Since Burundi’s ruling party indicated that it would nominate President Pierre Nkurunziza as its presidential candidate in April, Burundian opposition actors and the international community have been beating the war-drums louder by the day.
I realise that there are grounds for alarm. The security situation in Burundi has been tenuous since the anti-third term protests began in April.
The country weathered a failed coup in May. Police have been accused of excessive use of force, arbitrary arrests and other human-rights violations. And an armed opposition group known as “Sindumuja” is alleged to be behind a string of grenade attacks and shootings in Bujumbura. Surprisingly, the countryside seems oblivious to the nightly gunfire in Bujumbura.
The risk of increased violence is ever present. But the war-mongering and genocide narrative is far removed from the reality of daily life in Burundi.
I have been closely involved with Burundi since 2010 when as Kenya’s deputy minister for foreign affairs, I worked alongside former foreign minister Moses Wetang’ula to persuade the opposition not to boycott the elections held that year. We failed. I continued my engagement with various Burundian actors over the next few years, including making several visits to the country this past year.
Let’s put the situation in context. The Arusha Accord brokered by the East African countries with the support of South Africa 15 years ago, has brought relative stability to a country with a challenging past of the overthrow and assassination of its previous leaders.
The failure of the international community to stop the genocide in Rwanda continues to dominate the discourse on Burundi. Analysis of the situation in Burundi has been reduced to drawing parallels with Rwanda’s genocide or even the various genocides that have happened in Burundi in the past — parallels that may have little meaning in today’s reality.
According to the United Nations, 250 people have been killed between April and November 2015. The dead include opposition leaders, ruling party leaders, policemen and military officers — Hutus and Tutsis alike. The killings have been violent and some of the pictures that I have seen are repulsive.
But in my view, these do not appear to be acts with the “intent to destroy, in whole or in part, a national, ethnical, racial or religious group,” the internationally recognised definition of genocide.
In an attempt to show that the international community has done all in its power to stop the genocide through public statements, we may be adding fuel to the fire and creating a deeper crisis in Burundi.
I see the situation in Burundi as a low-intensity conflict that is so nascent that it is possible to reverse it. I also view it as a political crisis that is being mishandled by all actors. Without meaning to be simplistic in analysing a complex situation, I believe that this is a struggle confined to the political elite. And thus the relative calm in the countryside.
It is a situation in which the political elite that dominated Burundian politics and its economy for many decades fear that the economic goodies associated with their hold on political power are slowly slipping out of their hands as the ruling party entrenches itself further after 10 years in power.
As in most African countries, the political elite reckons that in a political contest that is based on ethnicity rather than socio-economic and political programmes, they do not have a chance of winning elections.
Then there are also those ruling party dissidents who believe that the cake is not being shared equitably and that it is their “turn to eat.” And of course, there are those in the ruling party who believe that they have a mandate to address historical economic injustices and can only achieve this through absolute control of power.
These are the issues that the international community should be asking Burundians to sit down together and find a solution to, rather than peddling genocide rhetoric.
I have lost count of the number of press statements from the United Nations, the African Union and key AU member states.
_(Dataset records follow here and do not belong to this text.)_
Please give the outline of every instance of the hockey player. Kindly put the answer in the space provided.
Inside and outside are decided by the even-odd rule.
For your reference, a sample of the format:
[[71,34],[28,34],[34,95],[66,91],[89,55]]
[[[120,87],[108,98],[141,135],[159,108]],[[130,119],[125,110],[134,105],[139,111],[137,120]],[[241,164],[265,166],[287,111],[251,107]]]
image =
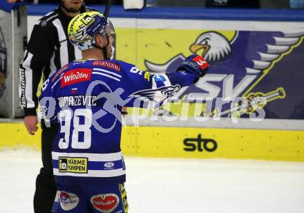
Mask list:
[[109,59],[114,29],[97,12],[74,17],[68,30],[83,59],[48,78],[39,98],[45,119],[60,124],[52,151],[59,212],[127,212],[122,106],[145,100],[160,106],[204,76],[209,64],[193,55],[176,72],[153,75]]

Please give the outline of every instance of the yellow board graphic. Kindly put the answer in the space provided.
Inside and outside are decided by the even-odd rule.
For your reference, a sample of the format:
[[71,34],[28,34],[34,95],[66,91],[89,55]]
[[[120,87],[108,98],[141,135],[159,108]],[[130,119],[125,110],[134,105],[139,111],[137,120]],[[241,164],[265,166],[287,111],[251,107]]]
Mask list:
[[[0,123],[0,148],[39,149],[41,133],[32,136],[25,129],[21,123]],[[304,131],[126,126],[122,150],[144,157],[304,161]]]

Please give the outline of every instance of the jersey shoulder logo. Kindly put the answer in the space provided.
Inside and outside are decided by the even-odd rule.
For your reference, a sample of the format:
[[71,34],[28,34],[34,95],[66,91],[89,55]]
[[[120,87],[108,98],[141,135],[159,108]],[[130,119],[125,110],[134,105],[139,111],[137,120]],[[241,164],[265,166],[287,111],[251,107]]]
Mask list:
[[89,81],[92,75],[91,68],[77,68],[68,71],[61,78],[61,88],[76,83]]

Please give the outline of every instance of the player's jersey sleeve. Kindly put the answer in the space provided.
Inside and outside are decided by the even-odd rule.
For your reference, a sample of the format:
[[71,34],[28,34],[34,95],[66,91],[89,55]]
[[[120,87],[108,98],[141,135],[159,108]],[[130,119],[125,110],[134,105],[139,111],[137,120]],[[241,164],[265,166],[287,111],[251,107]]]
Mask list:
[[183,71],[152,75],[140,71],[135,65],[122,63],[122,89],[124,98],[129,101],[125,105],[129,107],[138,106],[140,100],[153,102],[160,106],[169,98],[174,96],[184,86],[192,84],[194,75]]

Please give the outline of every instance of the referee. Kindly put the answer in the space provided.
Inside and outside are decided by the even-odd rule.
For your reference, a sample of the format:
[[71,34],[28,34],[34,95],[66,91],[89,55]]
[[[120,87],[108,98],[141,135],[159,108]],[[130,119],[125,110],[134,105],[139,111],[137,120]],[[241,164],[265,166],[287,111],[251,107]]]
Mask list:
[[[81,51],[68,37],[68,26],[74,17],[90,10],[84,6],[84,0],[61,0],[58,8],[44,16],[34,26],[19,69],[21,105],[24,111],[24,124],[31,135],[38,129],[37,91],[42,74],[46,80],[57,69],[82,58]],[[41,121],[43,167],[36,179],[35,213],[50,212],[57,192],[51,150],[58,124],[50,125],[46,128]]]

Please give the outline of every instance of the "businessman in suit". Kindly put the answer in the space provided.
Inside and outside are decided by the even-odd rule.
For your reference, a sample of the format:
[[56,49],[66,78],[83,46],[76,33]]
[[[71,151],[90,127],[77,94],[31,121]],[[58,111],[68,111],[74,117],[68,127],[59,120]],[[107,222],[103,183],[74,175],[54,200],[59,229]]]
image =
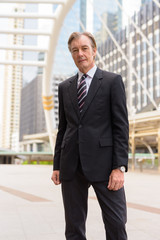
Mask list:
[[102,210],[107,240],[127,240],[124,172],[128,116],[120,75],[95,65],[96,42],[74,32],[68,47],[78,74],[59,84],[53,182],[61,183],[67,240],[86,240],[88,187]]

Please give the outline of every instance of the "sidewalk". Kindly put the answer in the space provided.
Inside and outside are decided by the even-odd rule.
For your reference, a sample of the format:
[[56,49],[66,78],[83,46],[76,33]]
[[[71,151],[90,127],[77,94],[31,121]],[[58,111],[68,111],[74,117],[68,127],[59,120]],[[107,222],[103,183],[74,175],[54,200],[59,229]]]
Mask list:
[[[65,240],[60,186],[52,166],[0,165],[0,240]],[[160,175],[125,175],[128,239],[160,240]],[[101,212],[90,188],[87,240],[105,240]]]

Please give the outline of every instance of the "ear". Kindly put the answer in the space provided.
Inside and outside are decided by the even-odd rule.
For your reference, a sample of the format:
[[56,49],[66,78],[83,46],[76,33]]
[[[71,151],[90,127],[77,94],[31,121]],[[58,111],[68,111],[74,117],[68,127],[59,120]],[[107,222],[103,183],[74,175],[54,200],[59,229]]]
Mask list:
[[96,57],[96,53],[97,53],[97,48],[93,48],[93,57]]

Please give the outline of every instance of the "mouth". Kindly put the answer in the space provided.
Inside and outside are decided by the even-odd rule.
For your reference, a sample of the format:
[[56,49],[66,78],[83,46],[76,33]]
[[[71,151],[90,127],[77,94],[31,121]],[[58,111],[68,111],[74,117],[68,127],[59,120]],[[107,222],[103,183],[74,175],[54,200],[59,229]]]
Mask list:
[[84,62],[86,61],[86,59],[80,59],[78,62],[81,63],[81,62]]

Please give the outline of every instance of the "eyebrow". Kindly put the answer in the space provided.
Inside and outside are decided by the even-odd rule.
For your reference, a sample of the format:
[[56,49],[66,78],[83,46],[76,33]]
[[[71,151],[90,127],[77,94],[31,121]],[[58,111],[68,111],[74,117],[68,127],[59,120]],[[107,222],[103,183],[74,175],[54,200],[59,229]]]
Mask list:
[[[88,47],[88,45],[82,45],[81,47]],[[78,49],[78,47],[73,47],[71,50]]]

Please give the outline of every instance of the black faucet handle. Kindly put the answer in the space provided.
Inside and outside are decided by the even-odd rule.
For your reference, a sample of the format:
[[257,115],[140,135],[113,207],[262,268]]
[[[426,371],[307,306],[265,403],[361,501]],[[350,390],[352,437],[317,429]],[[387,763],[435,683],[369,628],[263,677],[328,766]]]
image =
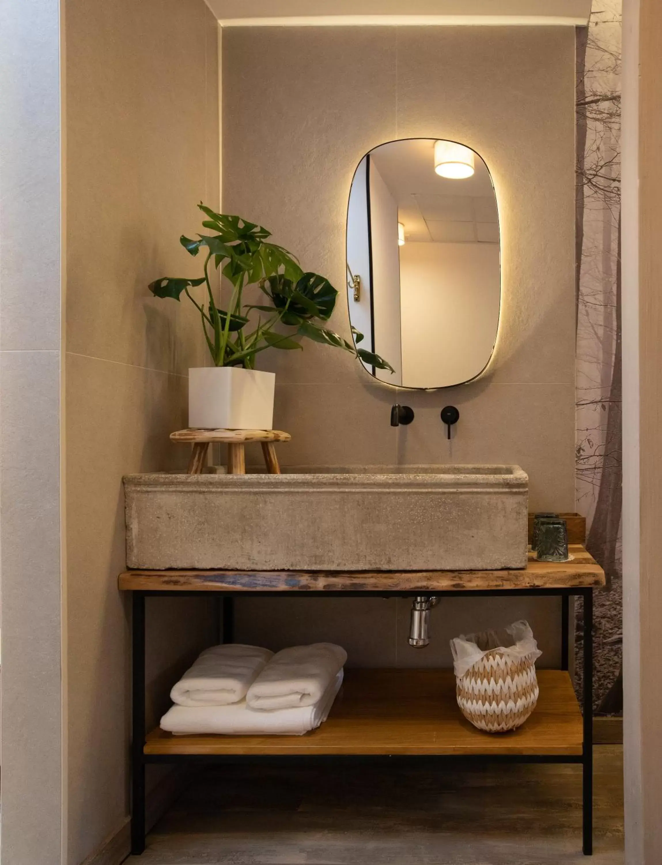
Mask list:
[[444,406],[442,409],[442,421],[446,424],[450,439],[450,427],[460,420],[460,413],[455,406]]
[[413,409],[409,406],[398,406],[396,404],[391,408],[391,426],[399,426],[404,424],[405,426],[414,420]]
They have probably issued more statements on Burundi than on the burning situation in Syria and its consequences as seen recently in the barbaric and cowardly terrorist attack in Paris.
I am not saying that statements should not be issued, but they cannot replace genuine diplomatic engagement.
The shrill statements from the international community may actually put at risk those that it hopes to protect. They risk drowning out the voices of the moderates within the government, including minority groups. They risk emboldening the extremists in the opposition and making the extremists in the ruling party more averse to international mediation, thus closing the door on meaningful dialogue.
It is time that the international community reverted to old good diplomacy and let the East African countries handle the situation in Burundi soberly. The leadership role of Tanzania as the chair of the EAC Summit has been commendable.
It will be important for the other countries in the region — Uganda, Kenya and Rwanda — to play a constructive role in Burundi. The recently adopted Security Council resolution provides a basis for moving forward with the dialogue and taking steps to end the violence.
But it is not enough to talk about an East African-led mediation process and continue to pressure the EAC to take rushed decisions. It is not enough to preach national ownership and then castigate national initiatives for dialogue.
As we learned in Kenya in 2007/8, solutions to political crises can only come from the leaders of the warring sides. This needs political will and maturity from the ruling party, the opposition, the region and the international community. It is time to dial down on rhetoric and focus on urgent political solutions to sustain the gains made in the past decade in Burundi.
Richard Momoima Onyonka is Member of Parliament for Kenya’s Kitutu Chache South Constituency and a former deputy minister of foreign affairs.